39.« C'est précisément l’enfant qui selon la tradition doit assurer à la femme une autonomie concrète qui la dispense de se vouer à aucune autre fin. Si en tant qu’épouse elle n’est pas un individu complet, elle le devient en tant que mère : l’enfant est sa joie et sa justification » (p. 329).
40.« La femme cherche d’abord dans l’amour divin ce que l’amoureuse demande à celui de l’homme : l’apothéose de son narcissisme ; c’est pour elle une miraculeuse aubaine que ce souverain regard attentivement, amoureusement fixé sur elle » (p. 587).
41.Si le destin de la femme apparaît naturel, c’est que les conventions sociales la condamnent à des rôles déterminés par les métamorphoses que la nature opère en elle : la puberté, la maternité, la ménopause. La vie de la femme obéit à une scansion naturelle : les âges existentiels et sociaux se confondent strictement avec les âges naturels.
42.« L'immense chance du garçon, c’est que sa manière d’exister pour autrui l’encourage à se poser pour soi. Il fait l’apprentissage de son existence comme libre mouvement vers le monde ; il rivalise de dureté et d’indépendance avec les autres garçons, il méprise les filles. (...) Il entreprend, il invente, il ose » (p. 30).
43.« Ce qui rend relativement facile le départ du jeune homme dans l’existence, c’est que sa vocation d’être humain et celle de mâle ne se contrarient pas : déjà son enfance annonçait ce sort heureux. C'est en s’accomplissant comme indépendance et liberté qu’il acquiert sa valeur sociale et concurremment son prestige viril : l’ambitieux, tel Rastignac, vise l’argent, la gloire et les femmes d’un même mouvement ; une des stéréotypies qui le stimulent, c’est celle de l’homme puissant et célèbre que les femmes adulent. Pour la jeune fille au contraire, il y a divorce entre sa condition proprement humaine et sa vocation féminine. Et c’est pourquoi l’adolescence est pour la femme un moment si difficile et si décisif. Jusqu’alors elle était un individu autonome : il lui faut renoncer à sa souveraineté » (p. 99).
44.« Mais ce dont elles souffrent le plus, c’est d’être englouties dans la généralité : une épouse, une mère, une ménagère, une femme parmi des millions d’autres » (p. 530).
45.Le symptôme le plus évident de cet état de fait réside dans l’incapacité des femmes dans le domaine de la création culturelle. « L'art, la littérature, la philosophie sont des tentatives pour fonder à neuf le monde sur une liberté humaine : celle du créateur ; il faut d’abord se poser sans équivoque comme une liberté pour nourrir pareille prétention.

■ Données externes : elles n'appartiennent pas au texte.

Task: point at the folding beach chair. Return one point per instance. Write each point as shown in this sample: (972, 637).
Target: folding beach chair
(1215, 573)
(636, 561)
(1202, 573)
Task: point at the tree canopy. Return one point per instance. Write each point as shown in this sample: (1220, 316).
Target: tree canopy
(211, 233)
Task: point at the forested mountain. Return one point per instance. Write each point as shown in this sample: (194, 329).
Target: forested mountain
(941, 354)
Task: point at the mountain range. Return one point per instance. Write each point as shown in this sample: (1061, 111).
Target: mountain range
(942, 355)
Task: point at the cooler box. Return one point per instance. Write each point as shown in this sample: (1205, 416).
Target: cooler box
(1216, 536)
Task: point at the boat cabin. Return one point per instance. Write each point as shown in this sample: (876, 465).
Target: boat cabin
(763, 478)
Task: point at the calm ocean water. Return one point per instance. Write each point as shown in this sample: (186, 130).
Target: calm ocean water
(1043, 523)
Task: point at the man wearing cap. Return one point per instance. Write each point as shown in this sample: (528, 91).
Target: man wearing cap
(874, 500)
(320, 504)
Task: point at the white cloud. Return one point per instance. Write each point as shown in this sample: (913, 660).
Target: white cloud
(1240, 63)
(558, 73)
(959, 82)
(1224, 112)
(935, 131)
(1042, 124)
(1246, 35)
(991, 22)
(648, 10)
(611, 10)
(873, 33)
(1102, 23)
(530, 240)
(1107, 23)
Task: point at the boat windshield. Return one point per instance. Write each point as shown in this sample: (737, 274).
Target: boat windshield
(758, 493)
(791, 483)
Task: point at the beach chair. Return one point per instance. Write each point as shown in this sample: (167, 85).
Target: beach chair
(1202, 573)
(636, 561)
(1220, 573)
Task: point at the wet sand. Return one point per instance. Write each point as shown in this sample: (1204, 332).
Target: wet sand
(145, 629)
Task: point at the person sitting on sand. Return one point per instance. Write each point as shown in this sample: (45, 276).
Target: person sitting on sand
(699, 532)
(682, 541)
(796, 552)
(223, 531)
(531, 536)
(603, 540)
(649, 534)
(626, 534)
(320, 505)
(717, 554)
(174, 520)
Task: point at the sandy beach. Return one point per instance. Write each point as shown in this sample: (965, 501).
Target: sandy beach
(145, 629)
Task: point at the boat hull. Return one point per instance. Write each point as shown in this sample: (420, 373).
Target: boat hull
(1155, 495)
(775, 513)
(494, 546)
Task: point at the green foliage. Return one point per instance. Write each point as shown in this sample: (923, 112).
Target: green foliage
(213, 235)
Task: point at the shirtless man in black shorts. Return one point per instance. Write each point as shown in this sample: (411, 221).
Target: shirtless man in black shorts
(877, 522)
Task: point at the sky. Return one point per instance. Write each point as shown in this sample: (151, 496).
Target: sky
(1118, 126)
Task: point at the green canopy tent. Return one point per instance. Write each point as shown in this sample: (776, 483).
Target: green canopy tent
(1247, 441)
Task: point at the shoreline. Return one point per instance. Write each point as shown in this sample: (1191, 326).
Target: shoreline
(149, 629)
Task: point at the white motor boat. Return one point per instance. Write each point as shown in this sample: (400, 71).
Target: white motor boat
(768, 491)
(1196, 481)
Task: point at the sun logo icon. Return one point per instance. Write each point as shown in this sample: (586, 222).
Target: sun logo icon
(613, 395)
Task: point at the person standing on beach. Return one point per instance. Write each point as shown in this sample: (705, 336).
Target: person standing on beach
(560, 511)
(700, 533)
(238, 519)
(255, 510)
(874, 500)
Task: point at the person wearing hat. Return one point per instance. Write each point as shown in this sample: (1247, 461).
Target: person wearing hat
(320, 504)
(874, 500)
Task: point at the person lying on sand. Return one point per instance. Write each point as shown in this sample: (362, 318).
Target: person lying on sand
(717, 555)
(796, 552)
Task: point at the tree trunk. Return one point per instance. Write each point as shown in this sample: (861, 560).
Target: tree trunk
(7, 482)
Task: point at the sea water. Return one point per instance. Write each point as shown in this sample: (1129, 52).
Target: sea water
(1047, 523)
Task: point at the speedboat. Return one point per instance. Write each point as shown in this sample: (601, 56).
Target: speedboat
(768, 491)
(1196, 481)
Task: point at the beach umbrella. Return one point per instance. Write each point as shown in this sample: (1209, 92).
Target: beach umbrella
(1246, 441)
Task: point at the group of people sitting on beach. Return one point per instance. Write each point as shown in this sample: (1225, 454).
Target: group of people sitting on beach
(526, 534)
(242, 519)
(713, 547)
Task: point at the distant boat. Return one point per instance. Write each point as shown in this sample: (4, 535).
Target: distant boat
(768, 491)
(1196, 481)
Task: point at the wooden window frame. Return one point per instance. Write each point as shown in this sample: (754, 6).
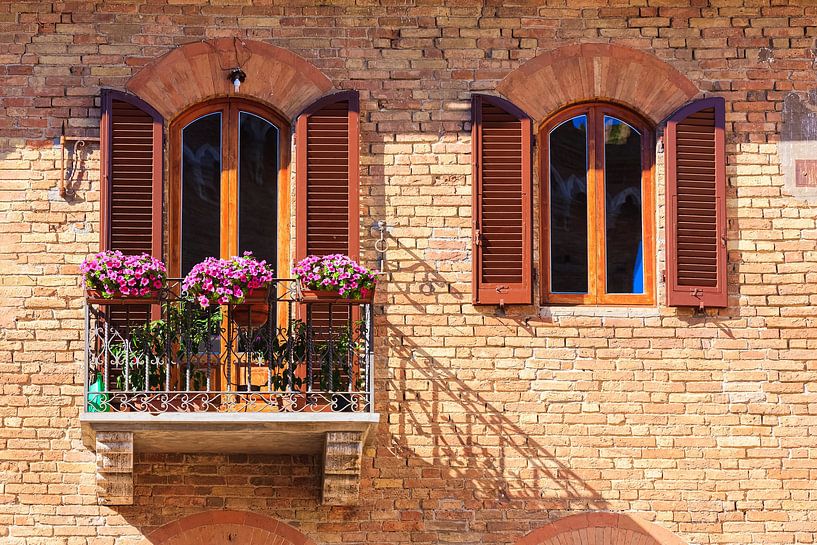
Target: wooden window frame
(596, 249)
(229, 109)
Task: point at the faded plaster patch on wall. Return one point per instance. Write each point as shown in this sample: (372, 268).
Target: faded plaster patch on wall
(798, 146)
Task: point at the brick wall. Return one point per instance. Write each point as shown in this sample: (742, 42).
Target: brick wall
(492, 425)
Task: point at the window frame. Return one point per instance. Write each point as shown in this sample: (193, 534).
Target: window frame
(230, 109)
(596, 248)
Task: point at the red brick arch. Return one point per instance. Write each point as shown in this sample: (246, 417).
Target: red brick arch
(601, 528)
(198, 71)
(577, 73)
(227, 528)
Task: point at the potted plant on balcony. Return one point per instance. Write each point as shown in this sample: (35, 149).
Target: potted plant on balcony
(334, 277)
(236, 281)
(112, 274)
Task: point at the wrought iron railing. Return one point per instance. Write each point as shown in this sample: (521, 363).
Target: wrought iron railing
(274, 353)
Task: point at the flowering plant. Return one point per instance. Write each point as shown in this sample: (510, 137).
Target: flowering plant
(114, 273)
(227, 281)
(335, 272)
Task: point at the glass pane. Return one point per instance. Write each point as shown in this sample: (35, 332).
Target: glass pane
(568, 206)
(622, 194)
(201, 190)
(257, 187)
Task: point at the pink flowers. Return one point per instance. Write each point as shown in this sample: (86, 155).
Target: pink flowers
(335, 272)
(114, 273)
(227, 281)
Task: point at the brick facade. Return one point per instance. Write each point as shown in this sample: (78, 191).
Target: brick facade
(495, 423)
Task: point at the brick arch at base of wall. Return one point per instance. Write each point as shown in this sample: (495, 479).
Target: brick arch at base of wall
(226, 528)
(576, 73)
(600, 528)
(199, 71)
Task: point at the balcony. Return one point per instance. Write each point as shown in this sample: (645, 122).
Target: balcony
(275, 375)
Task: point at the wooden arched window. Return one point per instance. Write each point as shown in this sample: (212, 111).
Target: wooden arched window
(598, 212)
(229, 184)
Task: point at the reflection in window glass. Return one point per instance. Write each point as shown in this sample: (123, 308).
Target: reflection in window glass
(568, 206)
(201, 190)
(622, 194)
(257, 187)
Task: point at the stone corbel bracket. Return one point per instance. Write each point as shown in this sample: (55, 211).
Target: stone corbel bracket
(114, 468)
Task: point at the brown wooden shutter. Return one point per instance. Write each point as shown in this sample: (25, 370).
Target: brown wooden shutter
(131, 158)
(501, 156)
(328, 177)
(696, 205)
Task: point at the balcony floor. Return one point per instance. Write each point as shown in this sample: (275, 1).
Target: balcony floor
(228, 433)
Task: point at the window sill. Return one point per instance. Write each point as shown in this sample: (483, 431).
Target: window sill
(593, 311)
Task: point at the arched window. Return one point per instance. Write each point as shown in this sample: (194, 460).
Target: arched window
(597, 215)
(229, 184)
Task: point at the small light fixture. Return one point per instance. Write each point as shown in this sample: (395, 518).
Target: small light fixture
(237, 76)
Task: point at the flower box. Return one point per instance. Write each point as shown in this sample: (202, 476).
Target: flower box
(113, 275)
(328, 296)
(228, 281)
(334, 278)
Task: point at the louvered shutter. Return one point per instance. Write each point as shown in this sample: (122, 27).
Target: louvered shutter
(131, 158)
(501, 156)
(696, 205)
(328, 196)
(327, 167)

Tant qu’elle a encore à lutter pour devenir un être humain », la femme « ne saurait être une créatrice » (p. 637 et p. 640).
46.« La majorité des femmes, écrit Beauvoir, à la fois revendiquent et détestent leur condition féminine ; c’est dans le ressentiment qu’elles la vivent » (p. 380).
47.« C'est la femme qui a la vie personnelle la plus riche qui donnera le plus à l’enfant et qui lui demandera le moins ; c’est elle qui acquiert dans l’effort, dans la lutte, la connaissance des vraies valeurs humaines qui sera la meilleure éducatrice » (p. 389).